Black Mass  (2015)    58/100

Rating :   58/100                                                                     122 Min        15

Detailing the exploits from the mid-seventies onwards of infamous Boston mobster James ‘Whitey’ Bulger (Johnny Depp), directed by Scott Cooper (‘Crazy Heart’ 09, ‘Out of the Furnace‘) and written by Jez Butterworth (‘Edge of Tomorrow‘, ‘Spectre‘) and Mark Mallouk in his screenwriting debut, ‘Black Mass’ feels from start to finish like a poor man’s ‘The Departed’ (06), as we simply watch brutal killing after brutal killing take place at either the bequest or the hands of the protagonist, with the ludicrously overt antics of a complicit FBI agent as the only real countermeasure to the bloodshed, bar a few moments with Bulger’s young son and wife (Dakota Johnson) where the film finds some rare flashes of humanity.

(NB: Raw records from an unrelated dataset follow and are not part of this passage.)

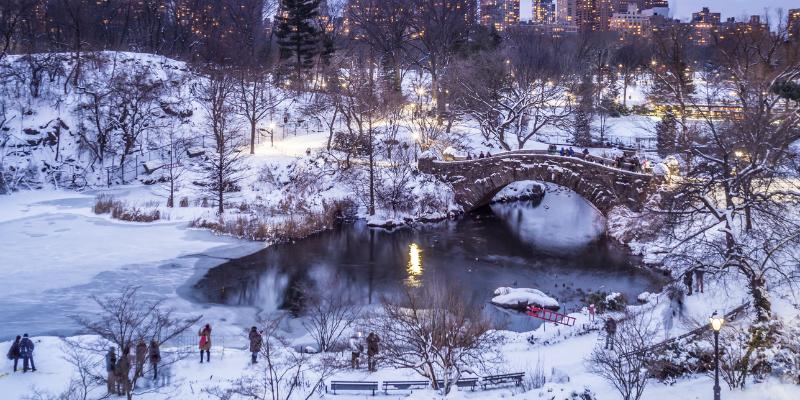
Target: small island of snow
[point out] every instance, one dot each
(522, 298)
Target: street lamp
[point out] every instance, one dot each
(716, 324)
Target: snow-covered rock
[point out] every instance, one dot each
(522, 298)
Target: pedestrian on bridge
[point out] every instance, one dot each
(205, 342)
(26, 352)
(611, 331)
(687, 280)
(255, 344)
(14, 352)
(154, 352)
(699, 273)
(372, 351)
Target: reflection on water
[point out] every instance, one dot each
(554, 246)
(414, 265)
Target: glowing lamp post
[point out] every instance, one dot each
(716, 324)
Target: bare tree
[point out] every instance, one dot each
(284, 374)
(125, 318)
(516, 93)
(256, 98)
(223, 165)
(438, 333)
(136, 109)
(625, 366)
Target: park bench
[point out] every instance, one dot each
(461, 383)
(371, 386)
(502, 378)
(403, 385)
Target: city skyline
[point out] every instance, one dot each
(683, 9)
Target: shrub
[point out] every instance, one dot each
(104, 204)
(604, 302)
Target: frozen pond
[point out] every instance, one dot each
(557, 246)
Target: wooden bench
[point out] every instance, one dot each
(502, 378)
(461, 383)
(404, 385)
(371, 386)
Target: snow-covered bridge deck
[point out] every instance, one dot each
(595, 178)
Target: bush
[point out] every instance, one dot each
(120, 210)
(604, 302)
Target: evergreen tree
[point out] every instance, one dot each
(666, 131)
(298, 33)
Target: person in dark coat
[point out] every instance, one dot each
(205, 342)
(154, 354)
(372, 350)
(26, 352)
(611, 330)
(122, 371)
(111, 364)
(699, 275)
(255, 344)
(687, 280)
(13, 352)
(141, 356)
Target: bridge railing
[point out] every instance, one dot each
(601, 161)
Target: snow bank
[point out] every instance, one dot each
(521, 298)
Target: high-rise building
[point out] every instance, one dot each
(704, 25)
(594, 15)
(632, 22)
(544, 11)
(793, 23)
(499, 13)
(565, 11)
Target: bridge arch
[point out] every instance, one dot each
(477, 181)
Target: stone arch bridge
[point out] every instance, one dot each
(597, 179)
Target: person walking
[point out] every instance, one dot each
(154, 353)
(26, 352)
(698, 277)
(122, 371)
(111, 364)
(13, 351)
(255, 344)
(205, 342)
(355, 351)
(141, 356)
(611, 330)
(687, 280)
(372, 351)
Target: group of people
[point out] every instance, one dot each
(119, 368)
(694, 279)
(22, 348)
(357, 347)
(479, 156)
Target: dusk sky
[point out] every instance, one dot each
(683, 9)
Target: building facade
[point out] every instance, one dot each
(499, 14)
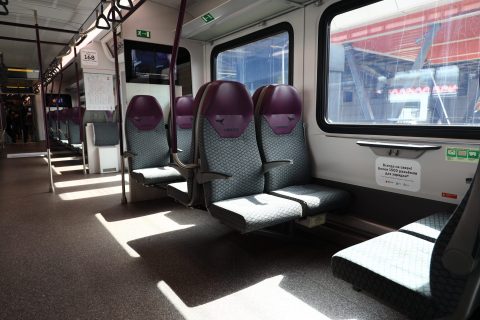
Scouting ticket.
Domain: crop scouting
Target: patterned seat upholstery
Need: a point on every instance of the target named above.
(429, 227)
(74, 127)
(281, 136)
(184, 113)
(228, 148)
(63, 125)
(105, 134)
(147, 140)
(406, 269)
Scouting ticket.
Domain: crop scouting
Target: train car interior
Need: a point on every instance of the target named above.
(240, 159)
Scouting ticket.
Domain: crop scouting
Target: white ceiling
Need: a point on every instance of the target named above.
(64, 14)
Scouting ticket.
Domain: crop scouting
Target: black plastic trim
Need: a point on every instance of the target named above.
(456, 132)
(390, 145)
(252, 37)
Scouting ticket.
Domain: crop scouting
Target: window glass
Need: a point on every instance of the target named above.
(257, 63)
(405, 63)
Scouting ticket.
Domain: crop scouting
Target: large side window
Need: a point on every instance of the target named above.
(400, 68)
(261, 58)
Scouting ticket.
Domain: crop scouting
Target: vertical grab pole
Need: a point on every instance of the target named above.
(42, 93)
(171, 75)
(119, 107)
(79, 103)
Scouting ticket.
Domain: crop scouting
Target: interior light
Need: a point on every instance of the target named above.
(125, 4)
(80, 39)
(102, 22)
(114, 15)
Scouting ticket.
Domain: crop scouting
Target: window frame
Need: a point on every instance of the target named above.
(253, 37)
(451, 132)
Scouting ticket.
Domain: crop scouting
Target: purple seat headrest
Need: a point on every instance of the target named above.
(281, 107)
(184, 112)
(144, 112)
(63, 116)
(77, 115)
(228, 107)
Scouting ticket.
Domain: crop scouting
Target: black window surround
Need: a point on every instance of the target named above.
(252, 37)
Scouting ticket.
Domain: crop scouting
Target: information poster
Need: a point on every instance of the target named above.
(88, 57)
(99, 91)
(403, 174)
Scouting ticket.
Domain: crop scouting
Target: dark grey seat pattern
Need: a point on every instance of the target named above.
(147, 140)
(228, 148)
(405, 268)
(184, 113)
(280, 134)
(428, 228)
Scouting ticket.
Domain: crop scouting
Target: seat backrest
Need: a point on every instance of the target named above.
(105, 134)
(146, 134)
(227, 144)
(280, 133)
(63, 123)
(184, 111)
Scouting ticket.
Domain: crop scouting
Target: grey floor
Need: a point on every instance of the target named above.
(79, 254)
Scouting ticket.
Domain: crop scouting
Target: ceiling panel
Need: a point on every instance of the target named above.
(63, 14)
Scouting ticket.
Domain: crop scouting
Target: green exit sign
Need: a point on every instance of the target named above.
(143, 34)
(208, 18)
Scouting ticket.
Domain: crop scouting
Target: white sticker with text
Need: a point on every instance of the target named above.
(403, 174)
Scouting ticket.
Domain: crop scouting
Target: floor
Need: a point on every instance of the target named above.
(80, 254)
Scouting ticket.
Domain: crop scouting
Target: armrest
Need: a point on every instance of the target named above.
(209, 176)
(268, 166)
(128, 154)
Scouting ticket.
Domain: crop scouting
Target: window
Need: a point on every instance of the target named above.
(400, 68)
(258, 59)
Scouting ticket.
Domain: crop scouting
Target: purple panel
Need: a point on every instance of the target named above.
(77, 115)
(184, 111)
(144, 112)
(281, 107)
(63, 115)
(228, 107)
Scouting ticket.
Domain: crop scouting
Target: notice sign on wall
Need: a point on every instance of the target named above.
(89, 57)
(403, 174)
(99, 91)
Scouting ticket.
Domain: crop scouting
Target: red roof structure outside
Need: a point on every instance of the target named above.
(458, 37)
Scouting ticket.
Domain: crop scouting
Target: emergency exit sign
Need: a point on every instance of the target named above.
(143, 34)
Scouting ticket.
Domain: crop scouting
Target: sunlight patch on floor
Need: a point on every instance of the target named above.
(92, 193)
(265, 300)
(89, 181)
(141, 227)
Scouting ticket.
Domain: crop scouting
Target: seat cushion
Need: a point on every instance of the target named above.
(179, 192)
(316, 198)
(255, 212)
(395, 267)
(159, 175)
(429, 227)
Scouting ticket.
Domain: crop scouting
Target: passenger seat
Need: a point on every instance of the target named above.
(231, 168)
(148, 150)
(280, 133)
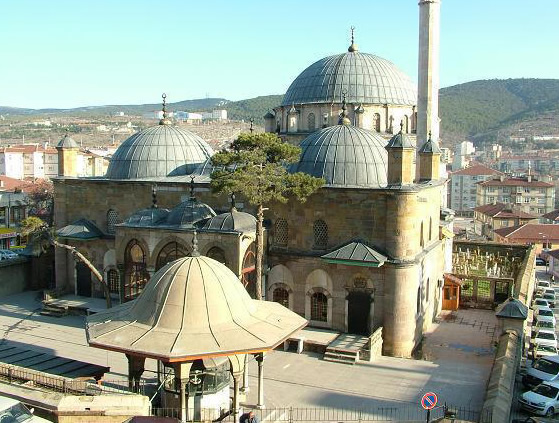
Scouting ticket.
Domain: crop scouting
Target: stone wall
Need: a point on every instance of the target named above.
(15, 276)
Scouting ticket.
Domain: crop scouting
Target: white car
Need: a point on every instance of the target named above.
(542, 400)
(546, 337)
(12, 411)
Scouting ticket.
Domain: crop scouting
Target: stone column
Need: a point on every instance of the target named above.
(428, 71)
(260, 360)
(135, 370)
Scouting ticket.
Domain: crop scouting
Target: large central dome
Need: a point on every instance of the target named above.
(159, 151)
(368, 79)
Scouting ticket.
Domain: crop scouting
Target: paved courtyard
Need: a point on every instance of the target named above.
(457, 360)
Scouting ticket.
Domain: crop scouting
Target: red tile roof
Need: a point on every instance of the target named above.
(521, 182)
(531, 231)
(10, 184)
(503, 211)
(477, 169)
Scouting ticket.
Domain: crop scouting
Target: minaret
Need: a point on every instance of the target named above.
(428, 71)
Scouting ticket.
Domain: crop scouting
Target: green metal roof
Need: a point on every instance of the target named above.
(355, 253)
(80, 229)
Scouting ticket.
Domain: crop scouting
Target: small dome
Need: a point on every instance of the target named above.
(368, 79)
(67, 142)
(232, 221)
(159, 151)
(151, 216)
(193, 307)
(345, 156)
(189, 213)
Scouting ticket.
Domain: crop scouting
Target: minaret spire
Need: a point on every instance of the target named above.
(353, 47)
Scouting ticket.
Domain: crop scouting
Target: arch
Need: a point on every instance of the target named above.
(311, 122)
(136, 275)
(280, 276)
(376, 121)
(170, 252)
(319, 307)
(217, 254)
(320, 231)
(281, 232)
(112, 220)
(248, 270)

It’s a vile film, gritty to be sure, but with nothing more than Bulger killing everyone that slights him as the heart of the piece it becomes difficult to the see any point to the movie other than a warning not to get involved with psychopaths. Joel Edgerton plays FBI agent John Connolly, who manages to persuade his boss (Kevin Bacon) and colleagues (David Harbour and Adam Scott) that bringing in Bulger as an informant is a totally sweet idea and that his childhood friendship with the man in question isn’t in any way a conflict of interests. If it wasn’t true, you would never believe it, but the way Connolly comes across onscreen wouldn’t sell to the least discerning of officials, never mind the Bureau.

Johnny Depp gives a, much touted, thoroughly transformative performance as Bulger, but this is exactly what Depp has being doing his entire career really – even recently in films that underperformed like ‘The Lone Ranger‘ and ‘Mortdecai‘, where the media largely ignored his work and preferred to lay claim to his career being over instead, and even though it’s a noteworthy turn the especially dark writing and material are unlikely to do him many favours come awards season. Indeed, there’s no immediate reason for the movie’s title other than its story representing a relentless physical amalgam of disturbing and pathological violence.